Brian Sommer is in extremely good form at the moment. This week’s visceral piece: Cautionary Tale for Best Practice Promoters talks about the complexity of achieving success and failure:
One Big 8 accounting genius developed a huge best practices database years ago. He and his cohorts would arrive at client sites and meticulously check off each best practice against what they observed. They always found thousands of practices that weren’t being used and this then led to additional consulting and systems gigs. Unfortunately, whenever I would ask to see the correlation between any of these best practices and improved business performance, I got lots of defensive posturing. Proof/causality is really hard to come by. Why? Success is complex and not single factor dependent.
To put this in context, Brian is referring to a CFO Magazine review of The Halo Effect (Free Press, February, 2007) by Phil Rosenzweig which sets out to debunk corporate success:
Business gurus may rest their case on extensive research (Delusion #5, “Rigorous Research”). But much of that research is compromised, says Rosenzweig, since it relies on halo-distorted articles and books, and on surveys of employees who themselves are blinded by the light. (Will managers at an industry leader be likely to say that their company lacks commitment to its customers?)
I get cross when I’m told that ABC client who has implemented this fantastic oojahthingamybop gizmo (best practice cause) that has led to them enjoying world class performance (best practice effect) – doesn’t want to talk. Competitive advantage. Rubbish.

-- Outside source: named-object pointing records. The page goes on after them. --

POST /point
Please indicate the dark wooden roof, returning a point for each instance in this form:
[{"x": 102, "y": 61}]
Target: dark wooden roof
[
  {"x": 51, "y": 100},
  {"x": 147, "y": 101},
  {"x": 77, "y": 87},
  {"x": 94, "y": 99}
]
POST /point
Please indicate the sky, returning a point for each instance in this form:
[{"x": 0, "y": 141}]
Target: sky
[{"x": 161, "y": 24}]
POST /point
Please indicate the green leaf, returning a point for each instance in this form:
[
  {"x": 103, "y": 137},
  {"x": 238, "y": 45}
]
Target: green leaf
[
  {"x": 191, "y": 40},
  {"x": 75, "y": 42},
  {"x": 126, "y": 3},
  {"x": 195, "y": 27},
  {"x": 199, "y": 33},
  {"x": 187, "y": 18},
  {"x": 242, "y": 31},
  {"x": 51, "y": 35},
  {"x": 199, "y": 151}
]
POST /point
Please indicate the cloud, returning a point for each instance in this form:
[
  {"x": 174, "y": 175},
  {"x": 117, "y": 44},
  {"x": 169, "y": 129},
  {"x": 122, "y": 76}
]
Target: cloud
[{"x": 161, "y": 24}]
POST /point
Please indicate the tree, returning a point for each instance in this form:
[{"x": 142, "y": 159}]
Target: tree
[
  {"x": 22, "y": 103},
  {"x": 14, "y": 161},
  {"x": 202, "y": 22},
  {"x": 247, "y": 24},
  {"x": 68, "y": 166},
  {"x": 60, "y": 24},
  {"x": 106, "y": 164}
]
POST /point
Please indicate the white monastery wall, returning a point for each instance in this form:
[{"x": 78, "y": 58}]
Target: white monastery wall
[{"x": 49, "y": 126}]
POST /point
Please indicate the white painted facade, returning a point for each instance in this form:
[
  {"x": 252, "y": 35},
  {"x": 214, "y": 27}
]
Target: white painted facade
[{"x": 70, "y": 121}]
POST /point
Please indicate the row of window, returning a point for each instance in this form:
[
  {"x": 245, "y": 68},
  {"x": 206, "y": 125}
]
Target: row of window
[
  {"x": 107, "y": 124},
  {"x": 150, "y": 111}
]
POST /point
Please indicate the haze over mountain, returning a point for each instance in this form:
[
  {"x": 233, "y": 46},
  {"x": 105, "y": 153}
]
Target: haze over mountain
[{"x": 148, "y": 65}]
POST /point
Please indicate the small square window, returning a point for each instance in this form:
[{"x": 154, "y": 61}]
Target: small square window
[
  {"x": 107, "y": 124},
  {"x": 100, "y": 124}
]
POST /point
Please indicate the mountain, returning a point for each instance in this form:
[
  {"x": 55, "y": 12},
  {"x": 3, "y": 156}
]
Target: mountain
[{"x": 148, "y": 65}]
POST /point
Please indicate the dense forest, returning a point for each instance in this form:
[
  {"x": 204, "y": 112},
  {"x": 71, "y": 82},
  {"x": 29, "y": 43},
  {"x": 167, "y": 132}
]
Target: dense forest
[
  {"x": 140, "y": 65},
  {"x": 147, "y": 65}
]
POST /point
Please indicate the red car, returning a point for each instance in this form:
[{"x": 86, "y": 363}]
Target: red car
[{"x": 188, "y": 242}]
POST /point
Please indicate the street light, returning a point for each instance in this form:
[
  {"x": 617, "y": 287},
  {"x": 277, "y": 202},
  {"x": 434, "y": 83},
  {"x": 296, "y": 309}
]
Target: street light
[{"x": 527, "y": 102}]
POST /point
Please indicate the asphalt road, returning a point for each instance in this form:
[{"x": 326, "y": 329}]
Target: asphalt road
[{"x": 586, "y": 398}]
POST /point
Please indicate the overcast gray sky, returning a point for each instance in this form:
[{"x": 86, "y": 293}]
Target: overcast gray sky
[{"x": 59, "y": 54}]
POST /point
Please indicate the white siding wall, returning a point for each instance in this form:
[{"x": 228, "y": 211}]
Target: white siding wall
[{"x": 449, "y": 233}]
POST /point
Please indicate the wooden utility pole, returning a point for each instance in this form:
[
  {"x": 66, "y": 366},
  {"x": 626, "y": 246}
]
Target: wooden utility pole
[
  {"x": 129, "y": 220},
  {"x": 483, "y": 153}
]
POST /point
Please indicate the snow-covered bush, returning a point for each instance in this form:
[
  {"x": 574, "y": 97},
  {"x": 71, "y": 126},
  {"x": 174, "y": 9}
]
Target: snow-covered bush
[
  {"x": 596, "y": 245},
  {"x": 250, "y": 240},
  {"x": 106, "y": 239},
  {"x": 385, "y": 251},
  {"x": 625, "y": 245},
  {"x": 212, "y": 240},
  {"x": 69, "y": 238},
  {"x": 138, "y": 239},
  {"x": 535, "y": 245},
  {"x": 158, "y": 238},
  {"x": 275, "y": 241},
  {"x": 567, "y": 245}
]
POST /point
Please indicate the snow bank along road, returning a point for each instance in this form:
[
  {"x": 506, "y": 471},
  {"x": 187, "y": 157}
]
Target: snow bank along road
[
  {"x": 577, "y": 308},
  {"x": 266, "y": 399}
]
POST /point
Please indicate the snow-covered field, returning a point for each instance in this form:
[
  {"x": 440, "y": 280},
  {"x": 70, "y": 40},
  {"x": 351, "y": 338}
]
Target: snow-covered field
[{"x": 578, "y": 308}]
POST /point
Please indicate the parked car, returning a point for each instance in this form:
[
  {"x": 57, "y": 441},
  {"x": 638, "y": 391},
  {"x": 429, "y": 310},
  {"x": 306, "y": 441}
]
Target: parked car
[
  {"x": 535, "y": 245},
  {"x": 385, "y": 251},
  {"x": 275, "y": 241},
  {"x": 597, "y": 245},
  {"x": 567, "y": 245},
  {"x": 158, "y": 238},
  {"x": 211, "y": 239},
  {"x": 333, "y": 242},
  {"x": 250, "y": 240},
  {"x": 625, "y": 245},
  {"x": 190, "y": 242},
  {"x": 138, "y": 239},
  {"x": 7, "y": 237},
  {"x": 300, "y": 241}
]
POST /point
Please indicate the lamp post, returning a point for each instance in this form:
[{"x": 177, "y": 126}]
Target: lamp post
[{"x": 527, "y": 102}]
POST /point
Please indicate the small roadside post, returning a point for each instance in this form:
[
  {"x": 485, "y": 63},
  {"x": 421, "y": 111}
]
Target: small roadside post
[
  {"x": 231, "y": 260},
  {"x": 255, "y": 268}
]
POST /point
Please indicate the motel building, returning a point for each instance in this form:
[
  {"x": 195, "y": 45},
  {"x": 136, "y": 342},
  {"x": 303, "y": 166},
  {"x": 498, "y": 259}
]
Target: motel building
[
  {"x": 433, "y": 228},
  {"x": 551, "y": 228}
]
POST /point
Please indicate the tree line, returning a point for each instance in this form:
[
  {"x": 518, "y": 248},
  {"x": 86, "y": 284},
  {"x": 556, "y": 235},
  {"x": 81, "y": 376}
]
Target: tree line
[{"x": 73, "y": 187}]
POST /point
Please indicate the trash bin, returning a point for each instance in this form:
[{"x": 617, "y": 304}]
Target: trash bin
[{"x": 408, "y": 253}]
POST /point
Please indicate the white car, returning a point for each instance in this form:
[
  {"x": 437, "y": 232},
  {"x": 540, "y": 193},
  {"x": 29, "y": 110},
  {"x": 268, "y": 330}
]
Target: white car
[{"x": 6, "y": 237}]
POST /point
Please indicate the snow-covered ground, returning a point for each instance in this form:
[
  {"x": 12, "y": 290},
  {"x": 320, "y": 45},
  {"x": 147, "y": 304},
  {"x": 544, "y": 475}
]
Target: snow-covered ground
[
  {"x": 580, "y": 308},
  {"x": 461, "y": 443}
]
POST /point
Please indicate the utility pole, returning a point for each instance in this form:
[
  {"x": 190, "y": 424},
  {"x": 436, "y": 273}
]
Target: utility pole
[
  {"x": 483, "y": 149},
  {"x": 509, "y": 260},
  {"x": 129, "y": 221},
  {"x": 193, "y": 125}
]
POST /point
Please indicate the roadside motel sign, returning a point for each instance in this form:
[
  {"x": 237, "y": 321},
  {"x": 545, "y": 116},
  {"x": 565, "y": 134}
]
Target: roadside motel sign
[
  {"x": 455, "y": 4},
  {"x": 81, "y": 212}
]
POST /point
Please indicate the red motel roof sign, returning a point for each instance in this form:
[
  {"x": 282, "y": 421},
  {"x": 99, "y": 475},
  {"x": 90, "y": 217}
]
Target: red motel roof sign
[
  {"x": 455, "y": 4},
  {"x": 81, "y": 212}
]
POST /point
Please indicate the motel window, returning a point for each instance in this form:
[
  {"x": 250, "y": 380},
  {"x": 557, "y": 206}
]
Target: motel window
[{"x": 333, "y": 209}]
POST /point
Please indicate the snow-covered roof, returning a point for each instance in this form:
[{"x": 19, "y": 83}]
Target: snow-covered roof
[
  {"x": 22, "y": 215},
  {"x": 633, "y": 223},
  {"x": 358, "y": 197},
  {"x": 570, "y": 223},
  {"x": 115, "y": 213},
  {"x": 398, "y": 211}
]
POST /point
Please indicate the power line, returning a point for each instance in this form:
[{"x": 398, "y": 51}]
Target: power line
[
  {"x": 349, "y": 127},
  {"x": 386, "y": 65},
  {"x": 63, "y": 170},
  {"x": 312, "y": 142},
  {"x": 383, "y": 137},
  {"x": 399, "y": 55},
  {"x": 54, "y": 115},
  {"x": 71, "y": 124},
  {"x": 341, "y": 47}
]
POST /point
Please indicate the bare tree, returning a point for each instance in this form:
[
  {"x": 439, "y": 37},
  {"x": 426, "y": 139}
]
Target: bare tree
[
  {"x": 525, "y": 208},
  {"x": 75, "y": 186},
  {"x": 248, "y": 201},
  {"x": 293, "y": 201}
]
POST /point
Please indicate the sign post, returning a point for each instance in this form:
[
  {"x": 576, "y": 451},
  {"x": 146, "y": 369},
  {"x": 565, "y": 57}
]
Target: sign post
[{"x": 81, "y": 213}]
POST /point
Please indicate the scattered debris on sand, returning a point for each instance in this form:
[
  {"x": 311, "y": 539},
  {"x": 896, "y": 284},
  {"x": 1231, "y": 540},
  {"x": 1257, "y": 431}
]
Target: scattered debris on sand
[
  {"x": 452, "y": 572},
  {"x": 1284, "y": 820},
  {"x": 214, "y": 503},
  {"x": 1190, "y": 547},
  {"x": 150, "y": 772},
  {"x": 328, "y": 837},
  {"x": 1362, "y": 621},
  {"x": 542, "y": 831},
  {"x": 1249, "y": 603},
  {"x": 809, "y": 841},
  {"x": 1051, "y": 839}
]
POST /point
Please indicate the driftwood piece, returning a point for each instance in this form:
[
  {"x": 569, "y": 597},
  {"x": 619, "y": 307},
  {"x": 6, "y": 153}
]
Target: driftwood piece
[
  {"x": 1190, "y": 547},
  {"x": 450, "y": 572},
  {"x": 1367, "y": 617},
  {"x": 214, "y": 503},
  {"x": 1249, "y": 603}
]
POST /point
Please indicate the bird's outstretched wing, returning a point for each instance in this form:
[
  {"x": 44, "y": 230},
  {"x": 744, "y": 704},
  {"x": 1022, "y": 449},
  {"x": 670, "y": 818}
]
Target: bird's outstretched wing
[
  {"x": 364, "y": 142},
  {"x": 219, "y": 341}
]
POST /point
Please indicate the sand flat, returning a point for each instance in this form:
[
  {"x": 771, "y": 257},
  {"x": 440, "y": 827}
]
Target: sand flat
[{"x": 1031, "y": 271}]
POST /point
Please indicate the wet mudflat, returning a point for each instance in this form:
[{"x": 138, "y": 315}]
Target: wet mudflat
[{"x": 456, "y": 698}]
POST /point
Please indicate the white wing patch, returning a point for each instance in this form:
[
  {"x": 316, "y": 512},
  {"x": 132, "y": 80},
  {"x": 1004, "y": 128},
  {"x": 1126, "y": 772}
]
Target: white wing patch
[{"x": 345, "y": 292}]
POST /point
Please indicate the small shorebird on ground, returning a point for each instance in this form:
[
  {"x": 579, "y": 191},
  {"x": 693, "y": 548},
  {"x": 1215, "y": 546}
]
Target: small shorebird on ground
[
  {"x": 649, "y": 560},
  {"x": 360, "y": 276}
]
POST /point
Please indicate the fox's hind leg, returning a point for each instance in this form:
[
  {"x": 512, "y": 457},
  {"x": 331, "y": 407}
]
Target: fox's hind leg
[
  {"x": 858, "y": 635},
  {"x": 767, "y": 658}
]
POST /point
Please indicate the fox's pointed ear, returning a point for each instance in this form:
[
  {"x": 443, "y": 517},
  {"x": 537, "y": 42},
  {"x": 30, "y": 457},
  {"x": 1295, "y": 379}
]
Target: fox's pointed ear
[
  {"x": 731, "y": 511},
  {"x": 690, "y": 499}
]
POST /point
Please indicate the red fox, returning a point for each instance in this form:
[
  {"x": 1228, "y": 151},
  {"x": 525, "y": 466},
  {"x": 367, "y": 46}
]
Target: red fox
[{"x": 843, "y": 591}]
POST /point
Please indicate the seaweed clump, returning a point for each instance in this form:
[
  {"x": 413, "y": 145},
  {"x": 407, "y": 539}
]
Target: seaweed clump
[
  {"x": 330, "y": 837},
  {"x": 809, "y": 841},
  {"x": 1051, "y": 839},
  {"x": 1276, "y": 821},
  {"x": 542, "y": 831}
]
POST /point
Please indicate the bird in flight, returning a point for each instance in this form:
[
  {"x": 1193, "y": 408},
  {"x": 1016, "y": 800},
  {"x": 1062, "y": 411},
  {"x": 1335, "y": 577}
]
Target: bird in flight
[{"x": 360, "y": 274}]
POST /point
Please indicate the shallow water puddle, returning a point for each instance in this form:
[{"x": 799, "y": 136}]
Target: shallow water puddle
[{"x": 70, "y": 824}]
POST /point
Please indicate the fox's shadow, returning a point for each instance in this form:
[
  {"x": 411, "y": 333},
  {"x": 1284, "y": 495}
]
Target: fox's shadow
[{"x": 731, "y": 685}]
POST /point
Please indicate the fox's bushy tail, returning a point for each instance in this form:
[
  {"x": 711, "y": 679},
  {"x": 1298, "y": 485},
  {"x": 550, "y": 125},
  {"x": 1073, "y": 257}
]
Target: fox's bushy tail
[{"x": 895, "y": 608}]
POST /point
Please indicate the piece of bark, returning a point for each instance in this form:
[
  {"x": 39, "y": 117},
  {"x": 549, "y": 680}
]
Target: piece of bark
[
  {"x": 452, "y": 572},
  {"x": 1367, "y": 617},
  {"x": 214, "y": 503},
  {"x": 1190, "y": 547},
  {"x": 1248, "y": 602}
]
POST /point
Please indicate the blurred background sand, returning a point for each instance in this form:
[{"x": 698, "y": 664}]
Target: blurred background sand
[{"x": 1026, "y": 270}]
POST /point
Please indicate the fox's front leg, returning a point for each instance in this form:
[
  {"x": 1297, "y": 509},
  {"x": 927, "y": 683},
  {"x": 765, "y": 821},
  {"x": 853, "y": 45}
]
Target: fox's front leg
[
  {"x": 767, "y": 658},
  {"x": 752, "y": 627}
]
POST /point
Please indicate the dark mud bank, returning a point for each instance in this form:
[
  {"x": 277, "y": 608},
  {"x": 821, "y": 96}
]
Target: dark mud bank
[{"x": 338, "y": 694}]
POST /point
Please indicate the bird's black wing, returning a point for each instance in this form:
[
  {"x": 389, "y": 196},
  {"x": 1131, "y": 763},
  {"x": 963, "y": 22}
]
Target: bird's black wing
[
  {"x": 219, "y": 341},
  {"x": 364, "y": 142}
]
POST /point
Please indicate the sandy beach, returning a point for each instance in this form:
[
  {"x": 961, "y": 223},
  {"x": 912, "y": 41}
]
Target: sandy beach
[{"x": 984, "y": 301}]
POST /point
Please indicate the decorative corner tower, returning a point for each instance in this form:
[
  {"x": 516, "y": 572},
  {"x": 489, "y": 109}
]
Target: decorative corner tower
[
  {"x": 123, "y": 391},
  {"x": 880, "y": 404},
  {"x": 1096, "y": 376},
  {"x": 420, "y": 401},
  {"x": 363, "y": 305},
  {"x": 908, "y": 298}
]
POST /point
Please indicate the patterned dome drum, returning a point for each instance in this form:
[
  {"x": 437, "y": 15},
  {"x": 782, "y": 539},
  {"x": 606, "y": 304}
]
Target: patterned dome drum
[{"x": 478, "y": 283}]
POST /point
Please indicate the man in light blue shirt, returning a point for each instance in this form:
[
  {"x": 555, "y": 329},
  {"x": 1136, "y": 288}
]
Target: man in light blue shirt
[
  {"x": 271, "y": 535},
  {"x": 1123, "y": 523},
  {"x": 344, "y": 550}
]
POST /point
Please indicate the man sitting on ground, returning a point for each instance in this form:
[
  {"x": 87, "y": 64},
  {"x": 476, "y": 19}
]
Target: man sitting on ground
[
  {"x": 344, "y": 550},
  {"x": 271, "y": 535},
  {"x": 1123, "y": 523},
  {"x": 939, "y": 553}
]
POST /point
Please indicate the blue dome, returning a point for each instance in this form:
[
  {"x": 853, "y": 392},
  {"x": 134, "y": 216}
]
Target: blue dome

Gary Loveman, CEO of Harrahs the casino operator will talk all day and night about how they’ve used certain techniques to extract the maximum share of wallet from casino players, at the least possible cost, that leave those customers coming back for more. He knows full well that if a competitor tried to emulate his system, that’s OK. Because by the time they’ve got it done, he’s moved on to something new.
If you look at what Loveman has done, then it is not all down to systems. To make Loveman’s strategy work, you need a specific kind of organisation, a specific type of bespoke system and a specific approach to customers. There is no single best practice factor. We can all learn from the success of others, in general but as Brian correctly points out:
The best companies do not accept competitive parity as a cure-all. Mimicry won’t help them succeed long-term. A unique strategy is what will help a company carve out its niche in the marketplace.
And very often that is heavily laced with a dose of luck or random events that for reasons yet to be fathomed coalesced at the right time. Darwinian?
However, when companies fail – and I mean go bang rather than suffer a downturn or lose in a hostile bid – it is almost always possible to discern an inability by management to react appropriately to the circumstances in which they were operating. For me, the most recent classic case is PeopleSoft.
- Dave Duffield, founder and CEO knew when to retire
- Craig Conway, who succeeded Dave, didn’t know when to give in
- Dave returned and did the deal with Oracle that would never have happened under Conway
Those are management decisions. That why sometimes the most difficult job a professional can have is in telling the client they’ve plain got ‘it’ wrong.
In a case I was on, a Big 4 crew was assembling a new costing system as a best practice. Which would have been fine if it wasn’t for the small matter of management needing help figuring out which production line to sacrifice and how the hell to ditch millions of pounds of rapidly obsolescing stock. The day I closed the factory gates for the last time, the costing system was incomplete and the company was in excess of £200,000 the poorer.